Non-Linear Programming: Gradient Descent and Newton's Method

Table of Contents

Non-Linear Programs

When visualizing a linear program, its feasible region looks like a polygon. Because the objective function is also linear, the optimal solution is on the boundary or corner of the region.

But a non-linear program is quite different, its feasible region may be in any shape, moreover the optimal solution may not exist on the boundary of the feasible region. Searching the whole feasible region does not work particularly when there are hundreds or thousands of variables.

A better idea is to use derivative at a point to tell us what is gonna happen if we move in certain direction. Suppose a non-linear objective function y = y(x) with only one variable x. At point x₀, if the derivative is positive, we will know y will decease if x decreases, and y will increase if x increases. Then ask the question: around all my feasible directions, where should I go to reach my target as soon as possible? The answer really depends on the derivative.

The program we want to solve usually contains multiple variable, so a single derivative is not enough, we need derivatives along all the directions, which is the concept of gradient from vector calculus. Gradient descent is a very popular algorithm of solving non-linear problems. Gradient descent is actually first-order approximation, Another more powerful method is Newton’s method, which is essentially second-order approximation.

We rely on numerical algorithms for obtaining a numerical solution.
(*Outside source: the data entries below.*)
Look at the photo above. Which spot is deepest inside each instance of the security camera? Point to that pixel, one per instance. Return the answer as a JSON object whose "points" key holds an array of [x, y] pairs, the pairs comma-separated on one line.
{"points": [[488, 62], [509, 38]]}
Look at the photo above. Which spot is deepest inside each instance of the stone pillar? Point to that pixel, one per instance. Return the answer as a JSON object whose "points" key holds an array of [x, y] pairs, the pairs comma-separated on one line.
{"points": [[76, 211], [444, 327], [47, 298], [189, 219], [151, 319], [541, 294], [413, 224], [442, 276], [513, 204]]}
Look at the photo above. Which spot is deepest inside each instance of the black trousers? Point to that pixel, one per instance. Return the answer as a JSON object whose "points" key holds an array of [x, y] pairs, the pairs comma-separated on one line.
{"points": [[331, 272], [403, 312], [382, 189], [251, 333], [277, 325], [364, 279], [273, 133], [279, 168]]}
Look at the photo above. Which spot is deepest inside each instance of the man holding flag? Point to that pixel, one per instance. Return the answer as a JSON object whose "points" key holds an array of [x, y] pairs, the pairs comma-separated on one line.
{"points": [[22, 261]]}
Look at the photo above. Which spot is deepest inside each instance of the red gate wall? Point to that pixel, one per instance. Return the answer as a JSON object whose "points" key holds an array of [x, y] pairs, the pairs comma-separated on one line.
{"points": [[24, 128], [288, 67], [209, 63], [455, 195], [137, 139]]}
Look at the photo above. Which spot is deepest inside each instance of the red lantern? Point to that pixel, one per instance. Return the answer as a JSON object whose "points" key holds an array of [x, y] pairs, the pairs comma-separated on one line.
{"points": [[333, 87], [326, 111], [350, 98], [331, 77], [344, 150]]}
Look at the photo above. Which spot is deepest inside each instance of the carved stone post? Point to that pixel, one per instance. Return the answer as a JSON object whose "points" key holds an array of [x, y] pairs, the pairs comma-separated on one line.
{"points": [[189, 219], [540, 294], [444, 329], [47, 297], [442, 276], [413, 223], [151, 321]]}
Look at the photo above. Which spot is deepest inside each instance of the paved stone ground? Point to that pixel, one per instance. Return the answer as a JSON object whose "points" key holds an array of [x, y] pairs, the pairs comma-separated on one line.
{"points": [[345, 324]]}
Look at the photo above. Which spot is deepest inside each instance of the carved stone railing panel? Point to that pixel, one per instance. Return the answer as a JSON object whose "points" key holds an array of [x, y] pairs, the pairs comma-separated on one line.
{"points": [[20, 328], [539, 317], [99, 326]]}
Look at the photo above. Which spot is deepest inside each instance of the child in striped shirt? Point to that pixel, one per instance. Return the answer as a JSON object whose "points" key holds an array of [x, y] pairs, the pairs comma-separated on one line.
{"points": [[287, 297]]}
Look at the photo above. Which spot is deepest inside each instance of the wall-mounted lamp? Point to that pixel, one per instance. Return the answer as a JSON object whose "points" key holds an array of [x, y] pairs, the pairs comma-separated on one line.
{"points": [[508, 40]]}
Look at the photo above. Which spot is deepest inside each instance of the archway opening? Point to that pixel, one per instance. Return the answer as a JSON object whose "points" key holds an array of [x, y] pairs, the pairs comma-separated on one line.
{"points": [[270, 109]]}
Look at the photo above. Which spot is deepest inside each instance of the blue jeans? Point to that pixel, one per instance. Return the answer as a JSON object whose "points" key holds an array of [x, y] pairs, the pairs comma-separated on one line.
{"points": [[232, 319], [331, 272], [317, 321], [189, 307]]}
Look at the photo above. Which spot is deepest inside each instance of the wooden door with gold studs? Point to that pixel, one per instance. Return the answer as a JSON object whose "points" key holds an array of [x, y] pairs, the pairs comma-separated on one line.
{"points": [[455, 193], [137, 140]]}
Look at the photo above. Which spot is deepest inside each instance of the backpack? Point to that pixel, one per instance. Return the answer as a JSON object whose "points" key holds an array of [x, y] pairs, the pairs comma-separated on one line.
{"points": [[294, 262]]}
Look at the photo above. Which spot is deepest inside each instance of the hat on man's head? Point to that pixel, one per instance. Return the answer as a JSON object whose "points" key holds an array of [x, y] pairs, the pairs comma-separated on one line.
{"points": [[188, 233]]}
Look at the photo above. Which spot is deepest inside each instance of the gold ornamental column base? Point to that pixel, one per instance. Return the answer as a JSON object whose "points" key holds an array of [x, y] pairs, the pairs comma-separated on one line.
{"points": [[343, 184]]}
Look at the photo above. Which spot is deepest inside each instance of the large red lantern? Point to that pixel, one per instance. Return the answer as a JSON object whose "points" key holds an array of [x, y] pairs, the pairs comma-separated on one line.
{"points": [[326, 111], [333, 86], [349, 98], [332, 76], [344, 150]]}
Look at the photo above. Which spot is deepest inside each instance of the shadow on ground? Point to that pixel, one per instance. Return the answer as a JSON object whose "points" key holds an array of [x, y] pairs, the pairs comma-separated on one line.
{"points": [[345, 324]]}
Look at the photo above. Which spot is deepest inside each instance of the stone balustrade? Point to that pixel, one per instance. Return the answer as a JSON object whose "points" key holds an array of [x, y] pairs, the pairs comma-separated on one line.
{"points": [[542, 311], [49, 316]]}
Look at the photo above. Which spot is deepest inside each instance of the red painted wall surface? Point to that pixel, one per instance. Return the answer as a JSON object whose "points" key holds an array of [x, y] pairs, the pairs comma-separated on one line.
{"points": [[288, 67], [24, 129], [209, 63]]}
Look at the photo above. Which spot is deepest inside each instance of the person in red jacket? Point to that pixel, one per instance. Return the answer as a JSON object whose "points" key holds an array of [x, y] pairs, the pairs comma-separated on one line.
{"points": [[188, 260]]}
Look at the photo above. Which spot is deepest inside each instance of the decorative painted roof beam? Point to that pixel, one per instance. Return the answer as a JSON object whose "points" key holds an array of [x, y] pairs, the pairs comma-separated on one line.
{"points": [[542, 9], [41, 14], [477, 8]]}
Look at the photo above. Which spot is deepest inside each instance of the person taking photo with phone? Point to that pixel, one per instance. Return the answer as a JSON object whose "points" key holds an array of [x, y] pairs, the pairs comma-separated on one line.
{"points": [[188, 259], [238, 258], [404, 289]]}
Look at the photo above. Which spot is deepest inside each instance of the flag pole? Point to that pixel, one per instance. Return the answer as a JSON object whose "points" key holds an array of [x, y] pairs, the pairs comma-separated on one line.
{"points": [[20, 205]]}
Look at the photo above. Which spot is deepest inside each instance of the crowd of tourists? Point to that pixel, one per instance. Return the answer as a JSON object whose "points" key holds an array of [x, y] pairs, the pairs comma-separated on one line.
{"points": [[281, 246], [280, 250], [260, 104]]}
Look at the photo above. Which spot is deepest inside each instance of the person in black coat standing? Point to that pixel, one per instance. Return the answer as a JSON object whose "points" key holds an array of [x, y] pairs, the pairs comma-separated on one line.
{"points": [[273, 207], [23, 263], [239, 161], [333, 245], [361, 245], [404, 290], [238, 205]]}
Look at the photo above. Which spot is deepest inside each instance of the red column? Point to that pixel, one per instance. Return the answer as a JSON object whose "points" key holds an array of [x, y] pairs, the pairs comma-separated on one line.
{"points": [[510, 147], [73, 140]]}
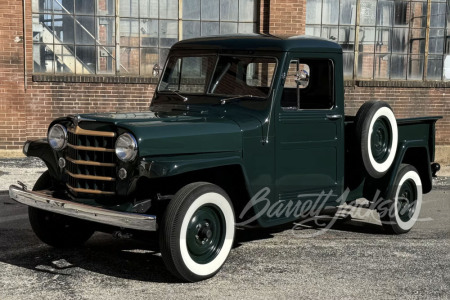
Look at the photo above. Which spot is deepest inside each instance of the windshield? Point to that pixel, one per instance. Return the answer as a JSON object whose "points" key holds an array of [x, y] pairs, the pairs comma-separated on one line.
{"points": [[224, 76]]}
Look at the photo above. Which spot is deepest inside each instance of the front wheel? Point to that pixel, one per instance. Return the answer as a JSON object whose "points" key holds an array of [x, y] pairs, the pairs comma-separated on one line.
{"points": [[197, 231], [401, 210]]}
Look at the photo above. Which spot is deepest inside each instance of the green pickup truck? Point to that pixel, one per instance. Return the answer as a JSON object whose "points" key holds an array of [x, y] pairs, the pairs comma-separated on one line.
{"points": [[241, 131]]}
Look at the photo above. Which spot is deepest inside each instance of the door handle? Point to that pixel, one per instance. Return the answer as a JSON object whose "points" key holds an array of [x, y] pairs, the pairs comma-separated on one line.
{"points": [[334, 117]]}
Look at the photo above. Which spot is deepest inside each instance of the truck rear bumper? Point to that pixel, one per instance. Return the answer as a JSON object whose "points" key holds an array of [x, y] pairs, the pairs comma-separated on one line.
{"points": [[82, 211]]}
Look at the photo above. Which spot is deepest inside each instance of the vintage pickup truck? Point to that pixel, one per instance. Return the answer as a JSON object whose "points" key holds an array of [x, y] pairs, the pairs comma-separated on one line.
{"points": [[238, 127]]}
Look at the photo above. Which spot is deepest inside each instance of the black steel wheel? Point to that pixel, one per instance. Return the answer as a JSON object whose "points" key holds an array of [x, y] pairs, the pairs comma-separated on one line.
{"points": [[197, 231], [377, 136], [401, 210]]}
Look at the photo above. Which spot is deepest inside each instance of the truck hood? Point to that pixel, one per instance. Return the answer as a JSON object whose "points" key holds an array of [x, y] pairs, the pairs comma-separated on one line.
{"points": [[170, 134]]}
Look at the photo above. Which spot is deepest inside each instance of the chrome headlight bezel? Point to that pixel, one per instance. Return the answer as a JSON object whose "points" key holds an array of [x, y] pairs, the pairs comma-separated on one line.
{"points": [[59, 143], [126, 147]]}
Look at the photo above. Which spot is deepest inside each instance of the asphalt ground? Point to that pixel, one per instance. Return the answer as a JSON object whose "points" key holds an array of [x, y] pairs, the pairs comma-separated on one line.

Solving a nonlinear program usually in the following ways:

Iterative	In many cases we have no way to get to an optimal solution directly, we need to move to a point in one direction and then starts the next iteration search starting from that point.
Repetitive	In each iteration, we repeat the same steps.
Greedy	In each iteration, we seek for some best thing achievable in that iteration.
Approximation	Rely on the first-order or second-order approximation of the original program.

Nonlinear programs are harder than linear programs, so finding solutions for them may fail due to many reasons:

Fail to converge to a single point, you won’t get a feasible solution at all.
Trapped in local optimum, which means starting point matters.

It is usually required that the objective function’s domain is continuous and connected. If that is not true, we are probably dealing with nonlinear integer program, which is too hard to solve – gradient descent and Newton’s method will fail, more advanced topics like Convex Analysis may be required.

Unconstrained non-linear programs are in some sense easier to solve than constrained ones:

min_{x ∈ Rⁿ} f(x), where f is a twice-differentiable function

Gradients and Hessians

For a function f: Rⁿ → R, collecting its first- and second-order partial derivatives generates its gradient ∇f(x) and Hessian ∇²f(x).

Gradient Descent

At any point of the domain of the function x ∈ Rⁿ, we consider its gradient ∇f(x), which is an n-dimensional vector. Gradient is closely related to slope ∆f(x)/∆x only in 1-dimensional problem, but this is not true in general. In n-dimensional space, the gradient actually is the fastest increasing direction where if you move along that direction.

f(x + a ∇f(x)) > f(x), for all a > 0 that is small enough

We may try to “improve” our current solution x by leveraging gradient. Since we are minimizing the function f(x), here “improve” mean we want to get to a lower value of f(x), we first find the gradient, then we move along the opposite direction.

Suppose current solution is x, in each iteration we update x using gradient ∇f(x) and step size a, until gradient becomes or very close to 0.

x = x - a ∇f(x), a > 0

Selecting appropriate value of step size a is critical, a few strategies include:

Predefine step size and decreasing it gradually.
Look for the largest improvement and then select appropriate value of step size.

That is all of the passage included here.